Фатех Аскаров хорошо знал язык своего народа, интересовался и языком соседей — имелись у него способности к языкам: в Афганистане дари стал для него родным языком, даже трудный пушту, над которым многие переводчики корпят, ломая голову, уши свои и уши чужие, и тот он одолел без труда, в здешней сложной обстановке разбирался легко и везде, в любой компании был своим человеком.

В Афганистане живет много таджиков, по численности своей они уступают, пожалуй, только пуштунам, но пуштуны все время кочуют: летом они в Афганистане, осенью в Пакистане, а зимой даже в Индию уходят, попробуй, уследи за ними и сосчитай! Туркменов, узбеков, казахов в Афганистане меньше, чем таджиков, большинство из них — потомки тех самых басмачей, которые когда-то пыталась громить Среднюю Азию, сломали свои украшенные мусульманскими полумесяцами сабли о штыки и шашки Красной Армии и в конце концов откатились за кордон.

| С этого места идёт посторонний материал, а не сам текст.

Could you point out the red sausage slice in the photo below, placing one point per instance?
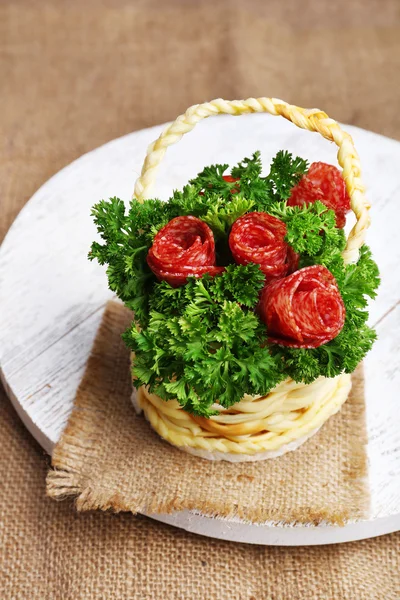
(303, 310)
(260, 238)
(183, 247)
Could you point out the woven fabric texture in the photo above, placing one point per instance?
(75, 74)
(108, 457)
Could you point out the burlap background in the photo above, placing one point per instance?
(76, 74)
(110, 458)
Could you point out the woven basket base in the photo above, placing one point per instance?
(331, 407)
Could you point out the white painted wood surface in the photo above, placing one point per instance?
(52, 298)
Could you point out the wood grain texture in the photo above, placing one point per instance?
(45, 342)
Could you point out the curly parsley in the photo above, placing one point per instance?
(204, 342)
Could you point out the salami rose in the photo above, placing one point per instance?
(183, 247)
(325, 183)
(260, 238)
(303, 310)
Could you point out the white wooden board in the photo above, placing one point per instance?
(52, 298)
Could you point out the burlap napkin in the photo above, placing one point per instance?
(50, 552)
(108, 457)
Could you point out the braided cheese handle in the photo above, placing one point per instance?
(311, 119)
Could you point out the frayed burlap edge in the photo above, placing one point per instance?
(86, 426)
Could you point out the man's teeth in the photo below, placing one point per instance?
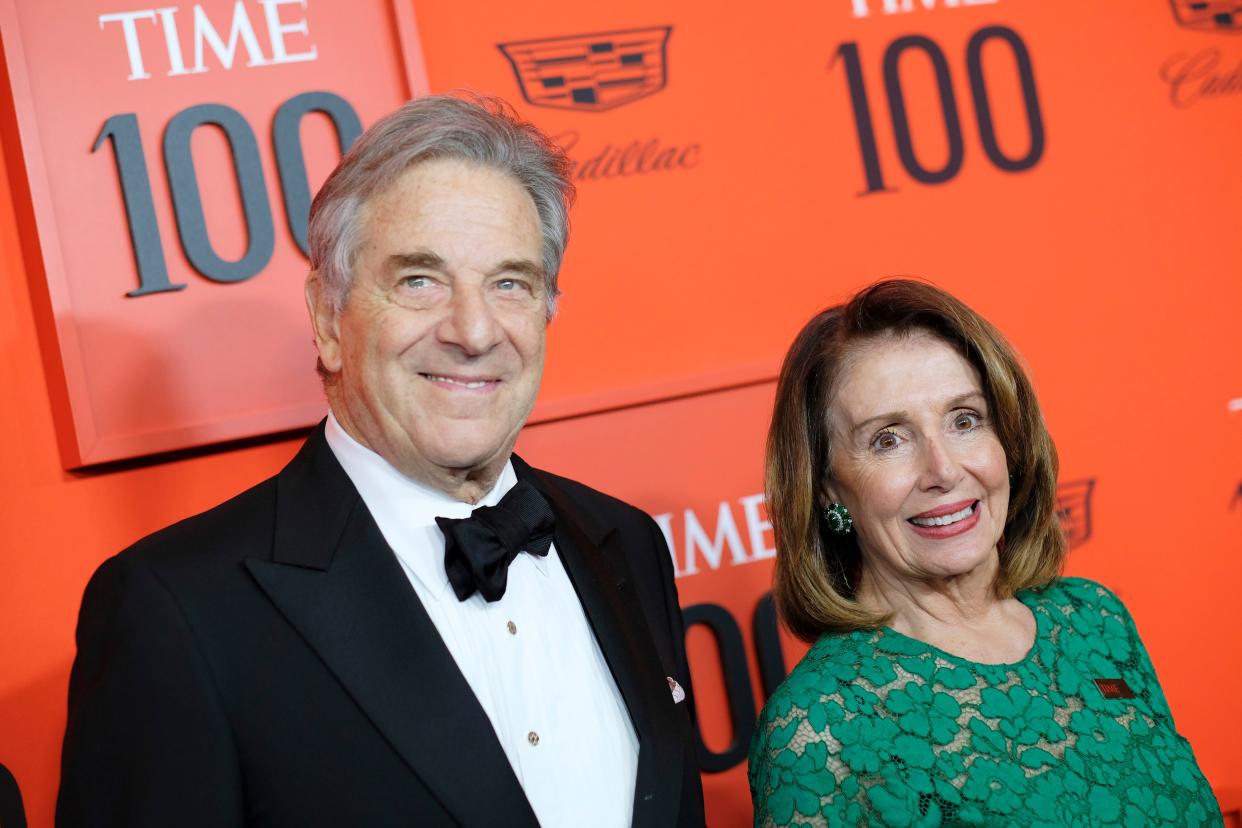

Последний накат басмачей на советскую территорию был в годы Великой Отечественной: благополучно получив по зубам — что, собственно, и хотели получить — басмачи убрались туда, откуда пришли.

Находясь в Афганистане, Аскаров часто всматривался в лица людей, он словно бы искал в них черты тех, давным-давно уже исчезнувших из плоти народа басмачей — они осталась лишь в памяти, не находил, и это, признаться, радовало его. А с другой стороны, не все таджики и туркмены — потомки тех басмачей. Здесь испокон веков селились все, кто хотел. Поселенцы мирно соседствовали друг с другом, выращивали виноград, возделывали поля, пасли скот и пили кишмишевую водку. Басмачи были лишь малой частью их.

Он ощущал себя одиноко среди людей Абдуллы, здесь надо было всегда, в любое время суток бодрствовать — человек в его положении должен все время держать круговую оборону: не спускать пальца со спускового крючка, из ствола не вынимать проверенного патрона с неотсыревшим капсюлем — в любую минуту может начаться стрельба, и тогда патроны проверять будет поздно. Одно только лицо вызвало у него ощущение тепла и надежды, и то в последнюю минуту — лицо Али. Фатех понял: этот юный моджахед пока еще не до конца примкнул к душманам, его еще можно с кривой дорожки увести в сторону, не то дорожка эта утянет его так далеко, что ни родители, ни сам он рады не будут. Али, вполне возможно, зароют в землю раньше, чем зароют его деда, если, конечно, дед жив, и уж во всяком случае — раньше отца.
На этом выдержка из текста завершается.